Грозное «ала–ала» полетело по степи. Некоторое время Шами с замиранием сердца следила за погоней. После нескольких судорожно–тревожных вздохов стало ясно, что Бурю не догнать. Ассирийцы еще некоторое время скакали за беглецом, потом, после отмашки атамана остановились, поворотили назад.
Этих нескольких минут Шами хватило, чтобы ознакомиться с табличкой, на которой продолговато–изящными, как умеют только в Вавилоне, клинышками Мардук–Закир–шуми, царь, уверял правителя Дамаска Бен–Хадада в своем неизменном почтении. Закир напоминал об общем деле, которое их связало, ведь всякий правитель, незаслуженно стесненный в пределах своей власти, ищет тех, кто мог бы посочувствовать ему. Далее на табличке шло что‑то о нынешних смутных временах, беды которых имеют начало в кровожадности тех, кому все мало, кому не дает покоя чужое добро, кому мешают чужие подданные…
Некоторое время Шами, окаменев, стояла возле повозки. Намек был слишком прозрачен, чтобы не догадаться, о чем идет речь. Теперь у будущего, в которое ее заманило чудо, появился новый, куда более зловещий оттенок, чем отвращение к будущему мужу, щипки плебеек и бесстыдное коварство евнухов.
Ее отец ввязался в заговор против царя Ассирии, грозного Салманасара?!
Она с трудом проглотила комок, застрявший в горле, и пальчиком коснулась страшных в своей откровенности давленных отметин.
«Нам нельзя ждать, когда тигр, сидящий в Калахе, уйдет к судьбе. Мы должны быть готовы в любой день встать плечом к плечу».

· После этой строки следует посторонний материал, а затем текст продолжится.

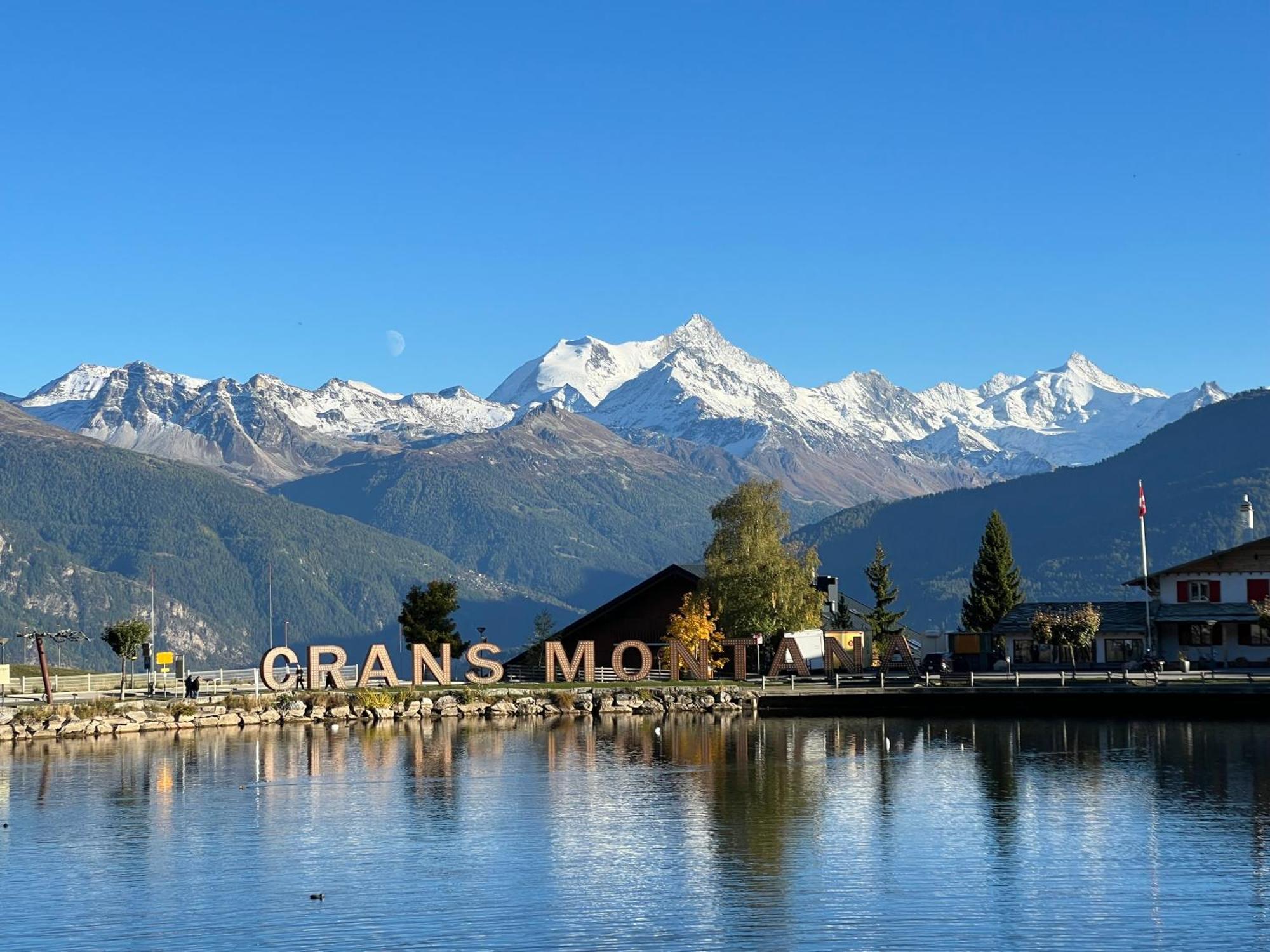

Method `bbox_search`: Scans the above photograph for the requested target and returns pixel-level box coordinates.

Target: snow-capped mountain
[4,315,1226,505]
[14,363,513,485]
[494,315,1226,485]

Теперь стала понятна причина, заставившая Сарсехима целовать грязные пятки одноглазого ублюдка. Более того, сватовство, о котором вели речь приехавшие из Дамаска послы, обернулось подлым предательством по отношению к ней, нелюбимой дочери Закира. Только с подачи старшей жены – «той, что в доме», царь мог решиться избавиться от непослушной, готовой к самым невероятным выходкам дочери.
В памяти возникли лица старшей жены отца Амти–бабы и ее дочери Гулы. Это они без конца твердили – дочь скифянки беспросветно глупа, ее следует выдать за рыбака. Они изводили ее щипками, дергали за волосы, не давали спать.
Кто теперь спросит – знала ли ты, Шаммурамат, о том, какую цену тебе придется заплатить за эту сделку? Найдется ли такой человек, который поймет, ободрит, простит – ступай, ты невиновна! Она с тоской глянула на табличку – такого размера камень ей никак не проглотить. Выбросить? Найдут. Разломать? Силенок не хватит. Передать Ардису? Погубишь старика.
Чудо становилось все более разнообразным, в нем одна за другой прорезались самые неожиданные грани. Только успевай уворачиваться.
Подъехавший к повозке Нину соскочил с коня, отобрал у Шами табличку и швырнул девушку в повозку. Потом прыжком заскочил сам.
Шами, готовая к самому худшему, постаралась сохранить спокойствие – ведь от невозмутимости теперь зависела жизнь.
Ассириец грозно глянул на нее, выразился кратко.
— Ну?!
— Что ну?
— Читай.
Шами вздрогнула и, положившись на волю богов, прочитала все, как есть, вплоть до последнего абзаца, в котором коварный Закир восхвалял небожителей и призывал их в свидетели, что писал от чистого сердца.
Нинурта некоторое время молчал, затем протянул руку и взял девушку за подбородок. Он долго рассматривал ее, поворачивая лицо к себе то одной щекой, то другой. Наконец тихо выговорил.